A few years ago – 2016 – I answered the phone in the kitchen on Labor Day, in the evening, when Jeff and I were about to go to bed. I heard Joanne’s voice then, and I heard something in it I hadn’t heard before. “Joanne?” I asked. And then again: “Joanne?” She told me that she and Rich had spent the day in Emergency at a local hospital. Rich had been diagnosed with Glioblastoma, an aggressive cancer that originates in the brain. By October 15 of that year, Rich was gone. Jeff and I made sure we cleared our calendars and made the trip to be at his Memorial. There, Joanne was surrounded by so many friends that she and Rich had made over the years, both Rich and Joanne folks who were important to the community in which they lived.

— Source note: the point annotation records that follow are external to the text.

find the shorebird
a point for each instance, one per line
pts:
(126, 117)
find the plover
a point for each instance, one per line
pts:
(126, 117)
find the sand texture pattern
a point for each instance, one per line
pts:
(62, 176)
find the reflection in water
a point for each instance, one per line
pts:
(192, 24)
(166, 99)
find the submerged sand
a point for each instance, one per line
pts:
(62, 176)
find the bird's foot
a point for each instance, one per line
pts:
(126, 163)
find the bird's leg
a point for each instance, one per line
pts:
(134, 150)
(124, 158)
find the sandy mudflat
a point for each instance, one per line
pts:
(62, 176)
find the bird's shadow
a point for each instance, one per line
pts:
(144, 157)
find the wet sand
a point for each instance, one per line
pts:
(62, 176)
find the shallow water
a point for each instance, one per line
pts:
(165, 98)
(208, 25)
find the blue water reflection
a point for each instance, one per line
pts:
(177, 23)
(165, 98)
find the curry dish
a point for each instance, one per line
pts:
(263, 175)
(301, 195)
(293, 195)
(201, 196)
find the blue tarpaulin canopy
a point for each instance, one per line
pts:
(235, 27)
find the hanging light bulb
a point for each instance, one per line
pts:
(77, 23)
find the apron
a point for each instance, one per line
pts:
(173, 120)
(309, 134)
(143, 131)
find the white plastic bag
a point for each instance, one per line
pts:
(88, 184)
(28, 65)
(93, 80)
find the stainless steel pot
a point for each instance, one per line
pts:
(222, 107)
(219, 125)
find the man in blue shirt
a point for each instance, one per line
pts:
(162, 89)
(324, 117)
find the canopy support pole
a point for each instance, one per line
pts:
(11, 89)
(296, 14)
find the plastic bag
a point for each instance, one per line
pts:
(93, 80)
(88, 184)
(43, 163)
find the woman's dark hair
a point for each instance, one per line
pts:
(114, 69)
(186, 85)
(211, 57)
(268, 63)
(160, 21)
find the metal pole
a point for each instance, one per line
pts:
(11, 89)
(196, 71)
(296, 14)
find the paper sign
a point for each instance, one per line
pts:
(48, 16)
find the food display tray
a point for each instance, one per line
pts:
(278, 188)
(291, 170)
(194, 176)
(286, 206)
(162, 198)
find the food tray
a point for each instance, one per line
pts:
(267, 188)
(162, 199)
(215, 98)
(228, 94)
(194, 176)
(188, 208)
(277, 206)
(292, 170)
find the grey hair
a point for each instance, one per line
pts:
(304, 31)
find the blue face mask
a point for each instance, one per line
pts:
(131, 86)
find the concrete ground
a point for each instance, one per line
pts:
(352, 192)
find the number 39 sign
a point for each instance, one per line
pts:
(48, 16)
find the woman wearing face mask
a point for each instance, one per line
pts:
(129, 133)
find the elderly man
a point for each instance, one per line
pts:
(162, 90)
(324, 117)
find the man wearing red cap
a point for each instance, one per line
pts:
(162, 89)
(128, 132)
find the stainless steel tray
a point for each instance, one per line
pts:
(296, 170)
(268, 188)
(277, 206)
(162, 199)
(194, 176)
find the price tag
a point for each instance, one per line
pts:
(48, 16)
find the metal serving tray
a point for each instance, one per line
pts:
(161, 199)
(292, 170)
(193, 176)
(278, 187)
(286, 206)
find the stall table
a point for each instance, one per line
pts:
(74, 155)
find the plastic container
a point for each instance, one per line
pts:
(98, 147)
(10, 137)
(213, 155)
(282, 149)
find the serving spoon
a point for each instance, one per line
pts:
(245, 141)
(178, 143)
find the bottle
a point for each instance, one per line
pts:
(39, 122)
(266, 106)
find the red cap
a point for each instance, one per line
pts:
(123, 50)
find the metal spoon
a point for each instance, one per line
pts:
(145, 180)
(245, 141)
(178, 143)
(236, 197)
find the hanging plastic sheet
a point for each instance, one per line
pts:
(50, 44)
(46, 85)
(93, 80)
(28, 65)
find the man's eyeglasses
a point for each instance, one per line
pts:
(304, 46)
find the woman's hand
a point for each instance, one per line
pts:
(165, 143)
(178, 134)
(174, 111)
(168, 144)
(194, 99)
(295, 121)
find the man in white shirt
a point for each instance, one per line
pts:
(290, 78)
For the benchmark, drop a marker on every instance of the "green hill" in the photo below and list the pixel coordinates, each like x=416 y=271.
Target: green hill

Joanne came to visit us in Oakland this past winter. She’d arrived from Wisconsin, hoping for some nice, sunny weather. Winter can be long and gray in the Midwest, and sadly, winter here was long and gray, also, one rain storm following another for days. But the conversation that started so long ago in Green Bay continued, and since Joanne was visiting, we explored some interesting places in the Bay Area.

Next week, Jeff and I will be flying to O’Hare Field in Chicago, where we’ll rent a car and drive to spend the first night of our trip with Joanne in her house on the water. We won’t run out of things to talk about, the three of us, and together, we’ll make sure we remember Rich, how he made us laugh, how he made Joanne laugh.